К его локтям словно привязаны нити и тащат в разные стороны, и кажется, его вот-вот разорвет в этом натянутом неподвижном состоянии. И тут левая нить лопается, он срывается с места к мистеру Бартоли, протягивая ноты. Мистер Бартоли их пролистывает, кивает.
– Я начинаю? – спрашивает он.
Мануэль взволнованно, по-старушечьи заламывает руки, резко роняет их по бокам. Мистер Кингсли, все еще стоя спиной к залу, говорит:
– Мэнни, я знаю, что ты справишься.
Он говорит так, будто они с Мануэлем совершенно одни. Но в зале его слышат все, до самого последнего ряда.
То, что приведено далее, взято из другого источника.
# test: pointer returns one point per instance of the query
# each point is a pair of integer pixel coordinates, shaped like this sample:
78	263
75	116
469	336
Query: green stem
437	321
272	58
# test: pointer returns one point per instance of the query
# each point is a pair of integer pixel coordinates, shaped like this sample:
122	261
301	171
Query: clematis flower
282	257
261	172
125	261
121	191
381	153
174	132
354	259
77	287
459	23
Бывают разные виды тишины. Сначала стояла тишина натужная, тишина подавленного веселья. Теперь – тишина искреннего непонимания. Мистер Кингсли никогда не пользуется ласкательными именами или прозвищами. Чтобы менять регистры, он иногда зовет не по имени, а по фамилии, прибавляя «мистер» или «миз». Этим он обозначает недоумение, неодобрение и все остальное между ними, но в любом случае подразумевает дистанцию. У «Мэнни» никакой дистанции нет. У «Мэнни» даже нет ощущения, что в зале сидят еще сорок с лишним человек.
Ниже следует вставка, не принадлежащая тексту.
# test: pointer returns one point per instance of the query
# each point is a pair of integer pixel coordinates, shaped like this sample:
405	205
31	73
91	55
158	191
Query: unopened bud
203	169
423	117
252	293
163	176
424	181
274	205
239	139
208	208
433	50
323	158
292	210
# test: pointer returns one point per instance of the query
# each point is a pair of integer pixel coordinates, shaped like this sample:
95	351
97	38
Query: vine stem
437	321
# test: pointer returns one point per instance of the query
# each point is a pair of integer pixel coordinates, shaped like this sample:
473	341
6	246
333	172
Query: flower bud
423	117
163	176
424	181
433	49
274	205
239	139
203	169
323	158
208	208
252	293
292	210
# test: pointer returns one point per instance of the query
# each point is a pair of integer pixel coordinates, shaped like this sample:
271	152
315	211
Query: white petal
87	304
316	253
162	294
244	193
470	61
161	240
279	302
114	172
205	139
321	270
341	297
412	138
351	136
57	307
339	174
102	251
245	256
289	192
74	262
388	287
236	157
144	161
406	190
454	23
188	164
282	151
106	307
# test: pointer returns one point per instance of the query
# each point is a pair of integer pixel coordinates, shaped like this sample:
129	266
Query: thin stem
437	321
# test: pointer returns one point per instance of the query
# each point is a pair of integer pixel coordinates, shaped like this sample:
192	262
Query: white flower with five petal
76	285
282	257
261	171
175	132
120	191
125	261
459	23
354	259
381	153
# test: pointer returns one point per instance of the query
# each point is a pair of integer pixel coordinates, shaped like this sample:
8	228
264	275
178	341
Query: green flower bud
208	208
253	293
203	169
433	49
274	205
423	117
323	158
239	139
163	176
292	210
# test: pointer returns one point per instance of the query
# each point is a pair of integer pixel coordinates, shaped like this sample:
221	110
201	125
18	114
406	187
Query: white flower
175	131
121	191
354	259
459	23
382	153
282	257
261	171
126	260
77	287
Мистер Кингсли садится. Его затылок, на котором не то чтобы много эмоциональных черт: дорогая стрижка, выглядывающие из-за ушей дужки очков, – но для них он почти так же выразителен, как и лицо, излучает безоговорочную уверенность. «Давай. Ты знаешь, чего я хочу. Так давай». Если это говорит его затылок, только представьте лицо. (Миз Розо: «И если это может всего лишь ручка, тогда на что способно все тело!») Мануэль – Мэнни? – словно беззвучно общается с невидимым лицом мистера Кингсли. Смотрит в него, что-то от него получает – он выглядел незнакомо, уже когда только вышел, а теперь снова выглядит иначе. С чем-то, что почти можно принять за самообладание, кивает мистеру Бартоли. Тот поднимает руки, обрушивает их вниз. Мануэль втягивает воздух в легкие.
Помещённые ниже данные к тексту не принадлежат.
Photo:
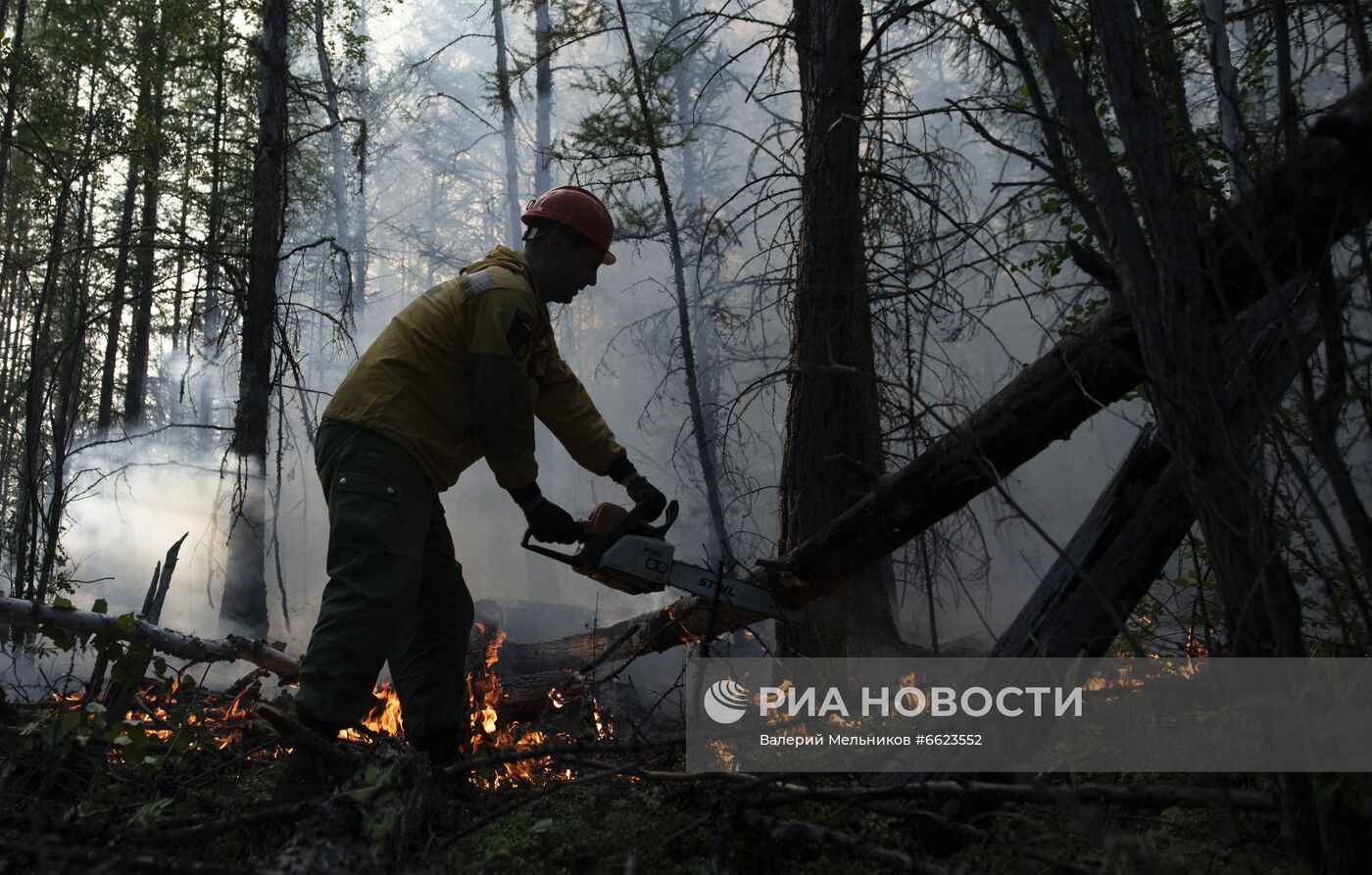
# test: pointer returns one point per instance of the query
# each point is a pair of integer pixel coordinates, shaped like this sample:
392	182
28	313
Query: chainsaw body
624	553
До сих пор опера ассоциировалась у Сары с Багзом Банни с косичками, телеканалом PBS, толстяками в туниках, визжащими дамами и бьющимися бокалами. Она никогда не понимала – конечно, и просто потому, что никогда не видела оперу вживую, но и потому, что никогда не слышала даже отрывок приличного исполнения по телевизору, – что опера в действительности есть высшее искупление тоски. Что это ее страх, спасенный музыкой. Боевой гимн победоносной армии в защиту ее немого измученного сердца.
Теперь она понимает, почему миз Розо просила не отворачиваться от боли.
Мануэль поет. Его латиноамериканский акцент, который он тащит волоком в неопределенных странствиях по английским словам, теперь не скрывается. Кто еще из них смог бы это спеть, даже будь одарен голосом? Кто еще из них одарен голосом? Кажется, Мануэль поет горизонтам за будкой осветителя. Он взволнованно вскинул взгляд, словно знает, что с трудом удерживает капризное внимание Бога. Так жалобно заклинает далекого зрителя, что Сара даже оглядывается через плечо, уже ожидая увидеть сонмы парящих ангелов. Но видит только лица своих одноклассников, бессознательно зачарованные, в радостной передышке от невзгод своих «Я». Она и сама забылась – так всеохватно, так радостно, что на миг не узнает даже лицо Дэвида, и не только потому, что в его глазах стоят слезы.
Ее тело вновь разворачивается вперед, как от пощечины, когда Мануэль, словно фонтан, воздевает руки и их славное бремя – последнюю ноту – к небу. Зал, будто дожидавшийся этого жеста, взрывается: аплодисменты, свист, топот. Эллери вскакивает с криком «Омбре!»[5], Мануэль на сцене, заливаясь потом, ломает руки с широкой улыбкой. «Мы все об этом мечтали, – думает Сара. – Мечтали, как, к удивлению всего мира и нас самих, окажемся лучше всех».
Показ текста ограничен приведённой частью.